I agreed with Kurt, if I wanted to sing about a religion then I'd choose to follow a religion. It didn't seem fair to force people to sing or listen to songs about things that they didn't really care about. Like how when we were having our Theatricality lesson, the boys weren't forced to sing Lady Gaga.

"I don't see anything wrong with getting a little Church up in here."

Quinn nodded to Mercedes. "I agree, I've had a really hard year and I turned to God a lot for help. I, for one, wouldn't mind saying thanks."

"Thanks for what? That it didn't come out a lizard baby?" Santana asked, making us all laugh.

"Whenever I pray, I fall asleep." Brittany admitted.

"Maybe our song selections don't have to be about Jesus. We could do songs about spirituality?"

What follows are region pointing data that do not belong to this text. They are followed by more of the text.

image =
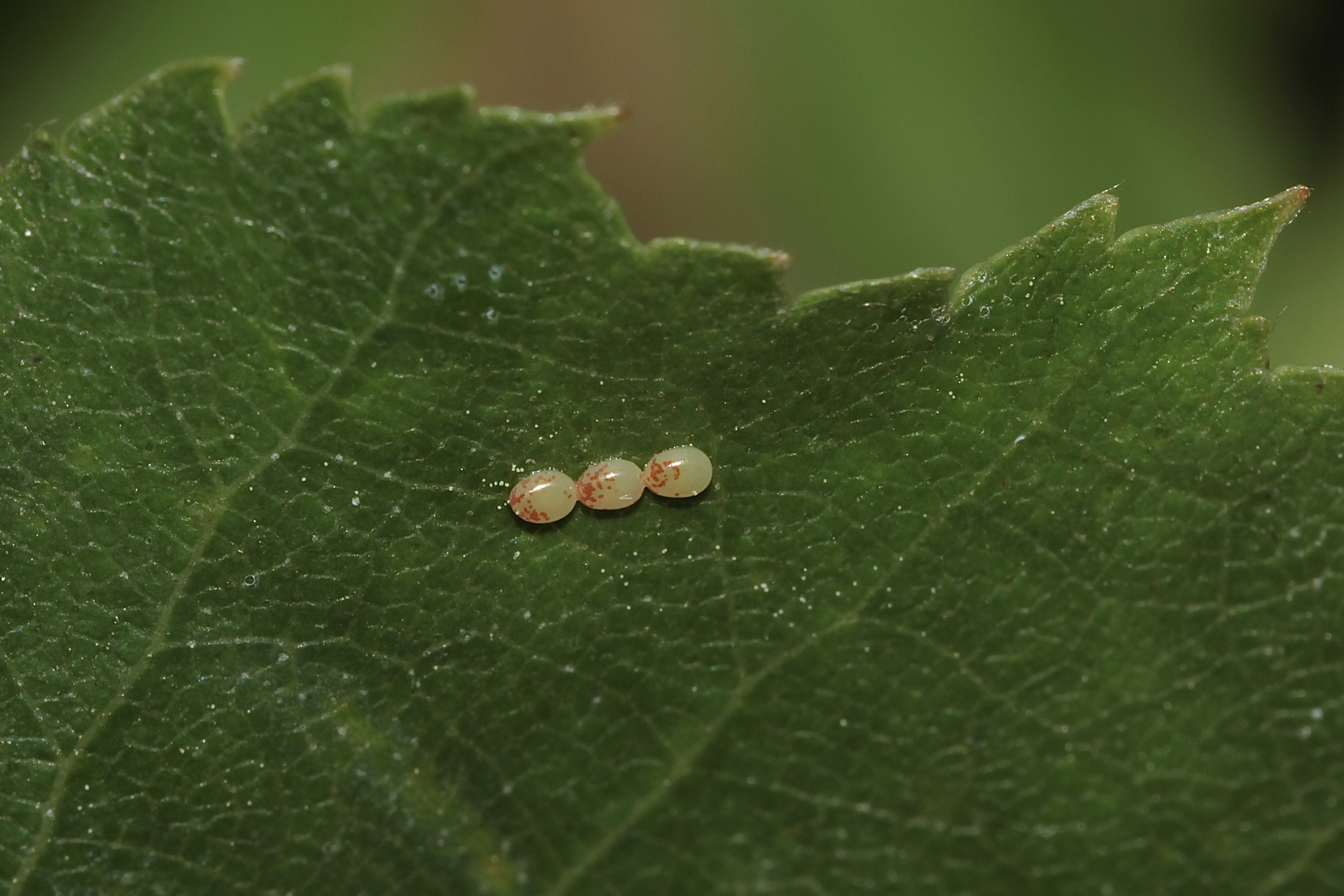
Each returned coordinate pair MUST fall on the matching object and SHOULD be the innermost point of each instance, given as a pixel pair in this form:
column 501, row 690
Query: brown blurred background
column 864, row 139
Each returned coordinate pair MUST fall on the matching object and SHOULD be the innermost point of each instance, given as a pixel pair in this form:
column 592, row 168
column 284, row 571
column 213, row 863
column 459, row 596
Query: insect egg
column 679, row 473
column 544, row 496
column 611, row 485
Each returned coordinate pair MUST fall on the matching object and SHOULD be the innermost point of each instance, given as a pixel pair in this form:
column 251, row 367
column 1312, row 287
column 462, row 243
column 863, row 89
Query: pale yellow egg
column 544, row 496
column 679, row 473
column 611, row 485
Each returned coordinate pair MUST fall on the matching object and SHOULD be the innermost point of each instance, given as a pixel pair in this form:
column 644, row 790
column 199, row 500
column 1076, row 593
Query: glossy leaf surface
column 1020, row 582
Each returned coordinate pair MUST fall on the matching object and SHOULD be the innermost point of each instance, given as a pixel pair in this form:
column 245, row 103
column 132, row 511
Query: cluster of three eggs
column 548, row 496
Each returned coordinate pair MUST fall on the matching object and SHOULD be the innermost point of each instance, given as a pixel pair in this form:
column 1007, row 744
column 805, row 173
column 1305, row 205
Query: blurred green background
column 864, row 139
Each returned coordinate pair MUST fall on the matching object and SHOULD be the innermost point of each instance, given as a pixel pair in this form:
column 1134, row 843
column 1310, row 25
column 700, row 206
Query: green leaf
column 1020, row 582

This sentence made Puck scoff because he didn't like the idea of a spiritual week but Finn saw it and he thought there was something more to his discomfort about singing religiously.

"You got a problem with Jesus?"

"I got no problem with the guy, I'm a total Jew for Jesus, he's my number one Heb. What I don't like seeing is people using J-money to cramp everybody else's style, because it seems to me that true spirituality or whatever you want to call it, is about enjoying the life that you've been given. I see God every time I make out with a new chick."

Rachel couldn't believe what she'd heard and turned to face us angrily. "Okay, that doesn't make any sense. In fact, it's stupid."

"Are you calling Mr Billy Joel stupid? At this time, I'd like to continue my streak of doing only songs by Jewish artists." Puck announced to the club as he picked up a guitar and made his way to the front of the choir room.